Step 7: Comments, Likes, Subscriptions

These features involve separate microservices:

• Comment service – stores threaded comments.
• Like/dislike service – stores user preferences.
• Subscription service – notifies users of new uploads.

Question: Should these services update video metadata instantly?

Answer: No. They should write to their own databases. A separate batch job or event system can aggregate the data for analytics and update the video stats periodically.

Step 8: Scaling the System

• Video Storage: Use a distributed file system or cloud storage.
• Metadata DB: Shard by video ID or uploader ID.
• Load Balancer: Distribute user requests among servers.
• CDN: Serve cached videos close to the user.
• Microservices: Independent scaling and deployment.

Step 9: Handling Abuse and Security

• Spam filtering in comments.
• Rate limiting to prevent abuse.
• Moderation pipelines to detect copyright violations.

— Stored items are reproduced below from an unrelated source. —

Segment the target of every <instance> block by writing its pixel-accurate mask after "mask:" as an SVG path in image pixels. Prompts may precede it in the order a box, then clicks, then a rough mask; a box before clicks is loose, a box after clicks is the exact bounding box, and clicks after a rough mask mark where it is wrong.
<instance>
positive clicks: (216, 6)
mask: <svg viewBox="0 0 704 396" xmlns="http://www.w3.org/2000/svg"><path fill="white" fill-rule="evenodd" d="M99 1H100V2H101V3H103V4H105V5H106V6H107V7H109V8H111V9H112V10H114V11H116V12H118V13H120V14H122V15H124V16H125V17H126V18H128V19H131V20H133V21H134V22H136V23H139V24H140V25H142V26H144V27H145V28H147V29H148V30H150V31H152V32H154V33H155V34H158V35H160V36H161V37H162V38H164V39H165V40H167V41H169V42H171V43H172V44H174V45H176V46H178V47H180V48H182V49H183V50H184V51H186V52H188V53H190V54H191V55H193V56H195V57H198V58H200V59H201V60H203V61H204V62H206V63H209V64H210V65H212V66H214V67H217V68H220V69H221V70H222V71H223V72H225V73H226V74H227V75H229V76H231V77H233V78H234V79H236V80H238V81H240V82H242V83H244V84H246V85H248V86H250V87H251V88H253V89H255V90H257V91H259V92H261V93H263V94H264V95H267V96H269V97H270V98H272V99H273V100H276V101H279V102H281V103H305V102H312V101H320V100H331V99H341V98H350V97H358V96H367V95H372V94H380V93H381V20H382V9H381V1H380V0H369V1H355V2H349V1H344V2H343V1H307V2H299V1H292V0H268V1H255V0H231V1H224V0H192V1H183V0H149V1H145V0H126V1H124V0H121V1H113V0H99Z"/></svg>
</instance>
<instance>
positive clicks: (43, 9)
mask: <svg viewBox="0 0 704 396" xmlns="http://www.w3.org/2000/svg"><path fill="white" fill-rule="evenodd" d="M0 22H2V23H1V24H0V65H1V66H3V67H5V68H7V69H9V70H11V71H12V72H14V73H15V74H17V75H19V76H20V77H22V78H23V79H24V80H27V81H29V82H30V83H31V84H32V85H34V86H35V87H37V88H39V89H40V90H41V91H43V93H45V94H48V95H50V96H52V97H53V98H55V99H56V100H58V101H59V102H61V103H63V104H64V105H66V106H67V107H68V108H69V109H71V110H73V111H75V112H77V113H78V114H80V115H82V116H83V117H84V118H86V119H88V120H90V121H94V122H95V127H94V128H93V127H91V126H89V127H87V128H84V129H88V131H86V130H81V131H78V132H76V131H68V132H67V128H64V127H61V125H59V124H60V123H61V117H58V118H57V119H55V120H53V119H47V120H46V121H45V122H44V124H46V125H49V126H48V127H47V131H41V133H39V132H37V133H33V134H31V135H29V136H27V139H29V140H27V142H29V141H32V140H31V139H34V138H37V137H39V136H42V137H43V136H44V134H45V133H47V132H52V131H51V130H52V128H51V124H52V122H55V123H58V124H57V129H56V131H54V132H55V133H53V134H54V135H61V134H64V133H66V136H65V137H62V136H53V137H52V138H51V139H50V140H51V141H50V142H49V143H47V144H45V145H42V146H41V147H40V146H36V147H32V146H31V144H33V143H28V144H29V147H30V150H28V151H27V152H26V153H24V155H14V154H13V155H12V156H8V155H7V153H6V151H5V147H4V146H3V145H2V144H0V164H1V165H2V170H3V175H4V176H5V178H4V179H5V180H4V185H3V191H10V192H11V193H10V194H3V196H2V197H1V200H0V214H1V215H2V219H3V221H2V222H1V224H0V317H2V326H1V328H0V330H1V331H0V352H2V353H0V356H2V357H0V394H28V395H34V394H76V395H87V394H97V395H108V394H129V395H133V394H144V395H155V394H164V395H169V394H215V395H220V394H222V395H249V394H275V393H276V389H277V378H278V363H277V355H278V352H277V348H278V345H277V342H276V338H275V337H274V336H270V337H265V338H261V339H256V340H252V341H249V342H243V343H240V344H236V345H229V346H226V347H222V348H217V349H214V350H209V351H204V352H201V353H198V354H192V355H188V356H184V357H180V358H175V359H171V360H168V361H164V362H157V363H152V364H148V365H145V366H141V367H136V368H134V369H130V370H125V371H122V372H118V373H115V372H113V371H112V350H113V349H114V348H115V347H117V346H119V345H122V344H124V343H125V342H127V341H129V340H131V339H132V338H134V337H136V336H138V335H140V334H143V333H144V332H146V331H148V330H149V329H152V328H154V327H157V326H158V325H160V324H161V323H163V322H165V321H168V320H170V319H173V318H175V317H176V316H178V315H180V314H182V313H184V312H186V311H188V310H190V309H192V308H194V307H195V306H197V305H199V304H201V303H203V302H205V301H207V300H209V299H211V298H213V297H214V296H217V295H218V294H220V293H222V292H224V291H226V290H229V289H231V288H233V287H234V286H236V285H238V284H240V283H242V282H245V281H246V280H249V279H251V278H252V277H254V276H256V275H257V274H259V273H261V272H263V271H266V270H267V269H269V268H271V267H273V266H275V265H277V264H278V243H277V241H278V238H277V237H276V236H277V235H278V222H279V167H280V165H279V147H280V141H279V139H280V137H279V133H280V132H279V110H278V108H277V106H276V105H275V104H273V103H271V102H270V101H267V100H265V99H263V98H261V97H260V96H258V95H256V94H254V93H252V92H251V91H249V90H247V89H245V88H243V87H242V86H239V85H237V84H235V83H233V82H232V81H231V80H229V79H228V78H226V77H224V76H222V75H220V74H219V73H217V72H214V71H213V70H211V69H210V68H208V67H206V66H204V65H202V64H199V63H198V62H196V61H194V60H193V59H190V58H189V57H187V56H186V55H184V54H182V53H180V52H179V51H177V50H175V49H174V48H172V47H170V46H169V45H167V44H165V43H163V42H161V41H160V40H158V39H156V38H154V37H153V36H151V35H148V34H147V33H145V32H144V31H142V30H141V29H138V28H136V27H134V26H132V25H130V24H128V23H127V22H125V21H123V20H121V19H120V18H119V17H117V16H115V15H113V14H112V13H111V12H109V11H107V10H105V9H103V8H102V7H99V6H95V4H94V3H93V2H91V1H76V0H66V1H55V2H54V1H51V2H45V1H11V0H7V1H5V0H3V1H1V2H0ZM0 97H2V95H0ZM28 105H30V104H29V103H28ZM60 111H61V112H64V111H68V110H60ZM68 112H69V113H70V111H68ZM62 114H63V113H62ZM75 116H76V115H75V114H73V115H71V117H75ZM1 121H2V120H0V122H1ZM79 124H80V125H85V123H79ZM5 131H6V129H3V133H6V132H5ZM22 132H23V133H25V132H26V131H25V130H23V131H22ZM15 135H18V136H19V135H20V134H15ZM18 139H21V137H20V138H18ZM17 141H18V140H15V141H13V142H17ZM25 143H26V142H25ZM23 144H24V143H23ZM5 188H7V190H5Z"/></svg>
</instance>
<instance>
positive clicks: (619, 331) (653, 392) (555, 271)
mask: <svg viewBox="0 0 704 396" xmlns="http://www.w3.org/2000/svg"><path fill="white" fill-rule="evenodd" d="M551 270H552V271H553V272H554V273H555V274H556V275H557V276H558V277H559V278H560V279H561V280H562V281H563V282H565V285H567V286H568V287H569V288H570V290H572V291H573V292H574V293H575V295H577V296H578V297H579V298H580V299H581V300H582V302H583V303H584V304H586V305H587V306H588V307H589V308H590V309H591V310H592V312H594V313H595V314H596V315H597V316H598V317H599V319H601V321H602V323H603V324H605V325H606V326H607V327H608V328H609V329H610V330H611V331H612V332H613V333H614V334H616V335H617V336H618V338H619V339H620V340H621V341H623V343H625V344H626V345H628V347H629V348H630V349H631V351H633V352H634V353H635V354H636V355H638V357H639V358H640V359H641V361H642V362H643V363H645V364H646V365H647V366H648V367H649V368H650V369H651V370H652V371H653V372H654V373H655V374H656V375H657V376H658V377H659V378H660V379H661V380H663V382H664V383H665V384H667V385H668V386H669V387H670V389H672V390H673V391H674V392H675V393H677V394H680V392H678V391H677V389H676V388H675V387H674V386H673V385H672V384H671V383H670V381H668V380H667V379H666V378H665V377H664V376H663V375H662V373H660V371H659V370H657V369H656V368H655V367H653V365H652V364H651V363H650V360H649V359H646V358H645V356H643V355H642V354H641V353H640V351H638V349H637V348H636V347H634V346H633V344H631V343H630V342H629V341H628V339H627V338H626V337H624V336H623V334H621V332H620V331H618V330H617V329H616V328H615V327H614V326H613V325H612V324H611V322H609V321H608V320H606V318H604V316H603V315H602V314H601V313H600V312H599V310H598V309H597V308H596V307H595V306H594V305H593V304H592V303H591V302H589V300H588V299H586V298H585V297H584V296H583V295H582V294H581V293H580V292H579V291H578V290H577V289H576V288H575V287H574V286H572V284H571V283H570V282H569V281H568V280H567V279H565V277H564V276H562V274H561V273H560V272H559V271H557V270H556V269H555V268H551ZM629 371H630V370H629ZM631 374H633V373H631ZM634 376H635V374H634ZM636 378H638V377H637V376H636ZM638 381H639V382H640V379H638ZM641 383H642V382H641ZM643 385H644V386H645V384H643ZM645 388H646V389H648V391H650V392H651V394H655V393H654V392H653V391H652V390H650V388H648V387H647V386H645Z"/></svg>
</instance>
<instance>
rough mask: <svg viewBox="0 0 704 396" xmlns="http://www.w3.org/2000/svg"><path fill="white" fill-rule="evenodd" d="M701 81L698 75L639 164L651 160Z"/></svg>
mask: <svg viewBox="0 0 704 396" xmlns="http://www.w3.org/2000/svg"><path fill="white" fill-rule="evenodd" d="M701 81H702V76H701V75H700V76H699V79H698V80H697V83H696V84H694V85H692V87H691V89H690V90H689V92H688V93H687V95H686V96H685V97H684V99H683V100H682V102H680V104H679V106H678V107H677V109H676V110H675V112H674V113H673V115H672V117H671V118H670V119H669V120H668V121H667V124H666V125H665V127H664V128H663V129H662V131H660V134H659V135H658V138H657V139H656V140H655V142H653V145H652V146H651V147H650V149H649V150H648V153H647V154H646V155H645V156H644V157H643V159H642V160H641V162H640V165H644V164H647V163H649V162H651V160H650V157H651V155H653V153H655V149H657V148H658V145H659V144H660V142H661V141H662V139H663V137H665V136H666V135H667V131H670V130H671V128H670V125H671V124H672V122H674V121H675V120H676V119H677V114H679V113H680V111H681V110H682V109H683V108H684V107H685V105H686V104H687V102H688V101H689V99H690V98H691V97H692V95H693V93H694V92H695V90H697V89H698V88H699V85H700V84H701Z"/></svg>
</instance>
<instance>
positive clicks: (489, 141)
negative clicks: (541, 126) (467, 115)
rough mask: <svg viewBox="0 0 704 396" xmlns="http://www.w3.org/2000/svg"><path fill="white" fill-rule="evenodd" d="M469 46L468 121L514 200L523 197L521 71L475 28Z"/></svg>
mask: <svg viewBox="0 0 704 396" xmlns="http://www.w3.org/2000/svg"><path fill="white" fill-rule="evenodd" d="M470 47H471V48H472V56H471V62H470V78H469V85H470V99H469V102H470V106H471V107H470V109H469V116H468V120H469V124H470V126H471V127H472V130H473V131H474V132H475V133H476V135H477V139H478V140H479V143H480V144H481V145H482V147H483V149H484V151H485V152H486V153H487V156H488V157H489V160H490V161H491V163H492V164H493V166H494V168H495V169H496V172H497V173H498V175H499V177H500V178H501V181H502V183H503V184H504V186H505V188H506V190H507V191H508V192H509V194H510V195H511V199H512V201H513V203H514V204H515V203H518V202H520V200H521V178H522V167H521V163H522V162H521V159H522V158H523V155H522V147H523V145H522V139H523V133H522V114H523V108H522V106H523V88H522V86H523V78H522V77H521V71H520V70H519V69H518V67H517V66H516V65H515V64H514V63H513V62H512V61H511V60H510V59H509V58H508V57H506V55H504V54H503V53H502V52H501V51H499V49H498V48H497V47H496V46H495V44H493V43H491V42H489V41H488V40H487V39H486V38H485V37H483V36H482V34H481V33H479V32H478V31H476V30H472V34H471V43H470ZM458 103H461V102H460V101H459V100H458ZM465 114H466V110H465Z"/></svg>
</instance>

Step 10: Database Schema Example

Let’s look at a simplified video metadata schema:

  Table: Videos
  -------------
  video_id (PK)
  uploader_id (FK)
  title
  description
  tags
  upload_time
  status
  video_url
  

Points to Remember

• Separate video storage from metadata storage.
• Use job queues for time-consuming operations like transcoding.
• CDNs improve latency for global delivery.
• Design with scale in mind from day one.
• Keep services decoupled to improve maintainability and fault isolation.